The process of mediation is voluntary and confidential. This means that either of the two parties involved can withdraw from the process whenever they want to. In being confidential, this means that there are no court reporters at the meetings and the sessions are not recorded on tape. The mediator involved does not decide which side is right and which is wrong. Rather, the mediator helps the two parties, with advice, reach a solution that satisfies both sides. The majority of mediation meetings do not include lawyers although some do include both the parties and their lawyers. The mediator is not affiliated with either side and is usually an outside person meeting all of the parties involved for the first time.
In mediation, almost any type of argument or disagreement can be mediated. There are a couple of exceptions though. They are class action suits, punitive damages cases and lawsuits that require state, judicial or regulatory case law to resolve. Mediation can be used to solve divorce matters, workplace disputes, family or domestic disputes and even a case that involves thousands of dollars. Even if litigation has already begun, parties can still use mediation to resolve their differences in a less expensive and more timely matter.

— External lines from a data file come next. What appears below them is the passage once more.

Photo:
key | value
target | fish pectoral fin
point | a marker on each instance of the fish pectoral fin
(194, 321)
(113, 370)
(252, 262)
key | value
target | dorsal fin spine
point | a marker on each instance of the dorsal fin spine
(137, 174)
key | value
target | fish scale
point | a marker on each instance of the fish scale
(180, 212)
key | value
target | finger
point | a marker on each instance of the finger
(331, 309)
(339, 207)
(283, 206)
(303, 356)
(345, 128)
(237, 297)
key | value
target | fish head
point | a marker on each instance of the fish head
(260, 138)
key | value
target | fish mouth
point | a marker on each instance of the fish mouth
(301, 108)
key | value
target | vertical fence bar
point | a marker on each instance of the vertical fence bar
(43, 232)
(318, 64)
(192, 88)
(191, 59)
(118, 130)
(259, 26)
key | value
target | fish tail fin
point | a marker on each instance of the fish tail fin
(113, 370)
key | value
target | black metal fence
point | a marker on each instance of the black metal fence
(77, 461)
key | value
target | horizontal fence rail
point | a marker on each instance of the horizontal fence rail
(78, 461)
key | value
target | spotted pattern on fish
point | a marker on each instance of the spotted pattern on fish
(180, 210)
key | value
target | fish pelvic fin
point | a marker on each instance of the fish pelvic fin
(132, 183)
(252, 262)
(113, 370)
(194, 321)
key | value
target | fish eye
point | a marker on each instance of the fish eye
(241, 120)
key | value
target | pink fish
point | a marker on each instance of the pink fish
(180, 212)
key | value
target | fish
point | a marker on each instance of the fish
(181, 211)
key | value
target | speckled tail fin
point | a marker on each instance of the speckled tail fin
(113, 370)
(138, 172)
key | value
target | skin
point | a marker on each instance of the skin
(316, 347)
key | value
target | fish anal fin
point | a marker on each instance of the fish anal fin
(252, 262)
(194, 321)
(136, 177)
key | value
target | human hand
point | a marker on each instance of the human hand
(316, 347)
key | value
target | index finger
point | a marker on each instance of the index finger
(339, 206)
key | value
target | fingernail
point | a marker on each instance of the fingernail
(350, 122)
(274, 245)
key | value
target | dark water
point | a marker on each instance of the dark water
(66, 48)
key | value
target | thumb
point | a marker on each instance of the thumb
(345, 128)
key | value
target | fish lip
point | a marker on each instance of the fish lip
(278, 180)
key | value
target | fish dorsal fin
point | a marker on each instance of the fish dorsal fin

Mediation can be used by anyone wanting to settle a dispute with another party but doesn't want to pay the legal costs of going to litigation or to court. The best candidates for mediation are people that live relatively close to each other. This makes it easier for the two parties involved to meet on a regular basis with the mediator and reconcile their differences.
Mediation helps the parties involved define complaints, problems and disputes. Mediation also helps the parties involved discover options and solutions, manage the resolution process in a win-win situation, facilitate mutually agreeable solutions, formulate guidelines and policy, record the agreement with written documentation and it helps to prevent future disagreements.

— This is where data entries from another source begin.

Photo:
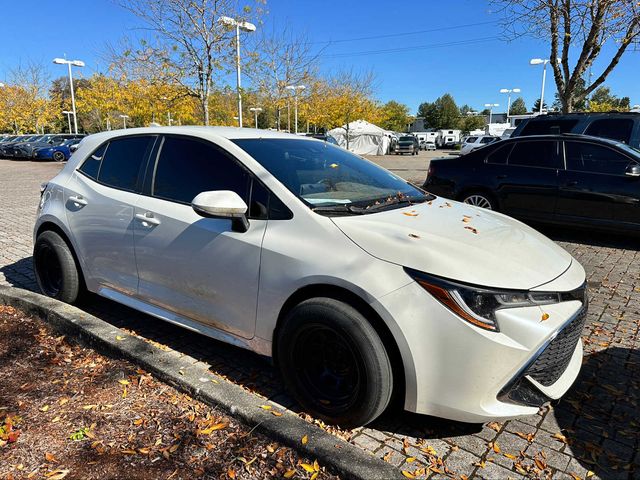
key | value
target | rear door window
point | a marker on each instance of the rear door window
(614, 128)
(540, 154)
(546, 127)
(589, 157)
(187, 167)
(121, 166)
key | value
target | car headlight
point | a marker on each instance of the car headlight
(478, 305)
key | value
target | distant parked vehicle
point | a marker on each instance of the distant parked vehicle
(59, 153)
(564, 179)
(407, 144)
(623, 127)
(472, 143)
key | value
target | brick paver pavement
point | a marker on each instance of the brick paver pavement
(594, 428)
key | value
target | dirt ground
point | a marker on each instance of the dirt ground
(68, 412)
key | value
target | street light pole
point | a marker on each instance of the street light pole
(295, 89)
(490, 106)
(508, 91)
(75, 63)
(255, 111)
(68, 114)
(246, 27)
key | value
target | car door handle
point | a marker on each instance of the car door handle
(148, 219)
(79, 199)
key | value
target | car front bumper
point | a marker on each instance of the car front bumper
(458, 371)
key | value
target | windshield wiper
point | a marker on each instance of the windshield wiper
(395, 201)
(340, 209)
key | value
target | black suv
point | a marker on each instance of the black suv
(567, 179)
(622, 127)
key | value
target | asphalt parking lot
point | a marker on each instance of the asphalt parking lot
(593, 432)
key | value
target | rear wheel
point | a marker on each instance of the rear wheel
(334, 363)
(480, 199)
(55, 268)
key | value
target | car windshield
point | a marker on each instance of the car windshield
(322, 174)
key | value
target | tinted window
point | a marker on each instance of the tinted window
(91, 165)
(588, 157)
(535, 154)
(121, 163)
(614, 128)
(500, 155)
(187, 167)
(544, 127)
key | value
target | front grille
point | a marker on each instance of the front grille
(554, 360)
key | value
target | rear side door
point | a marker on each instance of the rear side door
(198, 267)
(528, 186)
(99, 202)
(594, 187)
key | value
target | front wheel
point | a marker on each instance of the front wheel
(55, 268)
(334, 363)
(480, 199)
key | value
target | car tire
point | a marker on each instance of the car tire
(56, 271)
(480, 199)
(334, 363)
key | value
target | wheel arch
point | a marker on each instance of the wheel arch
(375, 320)
(54, 227)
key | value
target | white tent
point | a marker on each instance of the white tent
(364, 138)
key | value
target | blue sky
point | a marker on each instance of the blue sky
(458, 49)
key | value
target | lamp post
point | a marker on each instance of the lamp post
(68, 63)
(295, 89)
(68, 114)
(245, 27)
(255, 111)
(509, 91)
(490, 107)
(542, 61)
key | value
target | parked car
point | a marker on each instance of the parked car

Mediation has become such an important option over litigation because of five main reasons. They are privacy, control, relationships, responsibility and speed. All five of these pieces of mediation make this method of resolving disputes more attractive than litigation.
Technically, no. An agreement does not have to be reached in mediation since this process is voluntary and either or both of the parties can back out of the process at any stage if they do not feel comfortable remaining in mediation. If there is no resolution reached during mediation, both parties still have the option to head to court to resolve their differences.
Before jumping into mediation, make sure both parties choose the right mediator to lead the group to the best possible solution available. The mediator should be experienced, have excellent training and an impeccable background. The mediator should also have experience in mediating the exact topics your party is arguing about and what fees are charged and how they are divided amongst the parties involved.
In the majority of judicial systems, the written document detailing the agreement reached between the two parties is legally binding. This should be discussed with a lawyer prior to attending mediation.